Among the factors that courts consider for determining bona fide residence include the following:
(1) The taxpayer’s intention;
(2) Establishment of a temporary home in the foreign country for an indefinite period;
(3) Participation in the activities in the community on social and cultural levels, identification with the daily lives of the people, and, in general, assimilation into the foreign environment;
(4) Physical presence in the foreign country consistent with the taxpayer’s employment;
(5) The nature, extent, and reasons for temporary absences from the foreign home;
(6) Assumption of economic burdens and payment of taxes to the foreign country;
(7) Status of a resident of the foreign country as compared to that of a transient or sojourner;
(8) The treatment of the taxpayer’s income tax status by his employer;
(9) Marital status and residence of the taxpayer’s family;
(10) Nature and duration of employment, whether his assignment abroad could be promptly accomplished within a definite or specified time; and
(11) Good faith in making his trip abroad; whether for purposes of tax evasion.
See Sochurek v. Commissioner, 300 F.2d 34 (7th Cir. 1962), revg. 31 T.C. 131 (1961), accepted by the Tax Court in Dawson v. Commissioner, 59 T.C. 264, 268 (1972).
In light of the foregoing, it is difficult to envision a scenario whereby civilian contractors and other civilian employees – who are not employees of the United States or an agency of the United and who are working in foreign country combat zones – will satisfy the bona fide residence test under IRC section 911.[ii]
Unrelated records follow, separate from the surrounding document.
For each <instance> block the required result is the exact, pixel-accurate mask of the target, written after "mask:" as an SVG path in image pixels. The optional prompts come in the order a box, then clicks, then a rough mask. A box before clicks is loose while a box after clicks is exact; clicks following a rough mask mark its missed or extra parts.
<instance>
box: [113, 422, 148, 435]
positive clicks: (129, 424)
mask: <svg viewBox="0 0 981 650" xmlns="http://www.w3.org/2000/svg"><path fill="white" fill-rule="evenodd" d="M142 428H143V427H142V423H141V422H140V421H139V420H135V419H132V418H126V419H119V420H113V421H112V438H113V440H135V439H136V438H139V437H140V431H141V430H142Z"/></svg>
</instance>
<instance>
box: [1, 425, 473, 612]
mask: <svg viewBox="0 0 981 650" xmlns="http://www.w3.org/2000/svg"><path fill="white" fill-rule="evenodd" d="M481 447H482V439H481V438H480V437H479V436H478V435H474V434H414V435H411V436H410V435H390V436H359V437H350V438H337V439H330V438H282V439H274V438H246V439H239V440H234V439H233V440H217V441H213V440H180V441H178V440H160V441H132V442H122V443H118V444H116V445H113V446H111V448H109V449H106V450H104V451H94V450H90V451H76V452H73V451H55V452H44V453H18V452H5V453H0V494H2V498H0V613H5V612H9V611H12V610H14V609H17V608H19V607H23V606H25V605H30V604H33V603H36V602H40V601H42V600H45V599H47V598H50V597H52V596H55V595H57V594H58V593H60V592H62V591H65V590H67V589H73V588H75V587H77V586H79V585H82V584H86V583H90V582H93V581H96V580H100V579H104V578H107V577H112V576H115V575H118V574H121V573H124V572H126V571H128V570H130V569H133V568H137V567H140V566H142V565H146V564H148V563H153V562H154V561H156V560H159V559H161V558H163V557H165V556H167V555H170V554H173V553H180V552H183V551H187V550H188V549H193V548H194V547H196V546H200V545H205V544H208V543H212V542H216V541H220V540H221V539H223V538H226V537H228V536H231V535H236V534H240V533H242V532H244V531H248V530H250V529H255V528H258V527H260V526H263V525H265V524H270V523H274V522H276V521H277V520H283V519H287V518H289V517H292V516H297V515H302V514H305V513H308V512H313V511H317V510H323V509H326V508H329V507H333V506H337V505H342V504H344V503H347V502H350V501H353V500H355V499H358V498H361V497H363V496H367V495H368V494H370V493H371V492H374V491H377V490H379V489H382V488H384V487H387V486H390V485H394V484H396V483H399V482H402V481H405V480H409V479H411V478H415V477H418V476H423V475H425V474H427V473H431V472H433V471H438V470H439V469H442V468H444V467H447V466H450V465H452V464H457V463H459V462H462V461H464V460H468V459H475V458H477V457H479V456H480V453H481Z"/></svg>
[i] IRC section 911(d)(4) provides an exception to the eligibility requirements of IRC section 911(d)(1). If a taxpayer leaves the country during a period for which the Secretary of the Treasury, after consultation with the Secretary of State, determines that individuals were required to leave because of war, civil unrest, or similar adverse conditions that prevented the normal conduct of business by such individuals, such taxpayer will be treated as a “qualified individual.” In order for this exception to apply, the taxpayer must establish that but for those conditions, he could reasonably have been expected to satisfy the IRS section 911 eligibility requirements.
[ii] Taxpayers in the alternating blocks of time cases have taken the position that they were bona fide residents of a foreign country. In these cases, the courts have either disregarded this issue altogether or have concluded that the taxpayer was not a bona fide resident of a foreign country. See Harper v. Commissioner, 58 T.C.M. (CCH) 1509 and Ritchie, 57 T.C.M. 1282.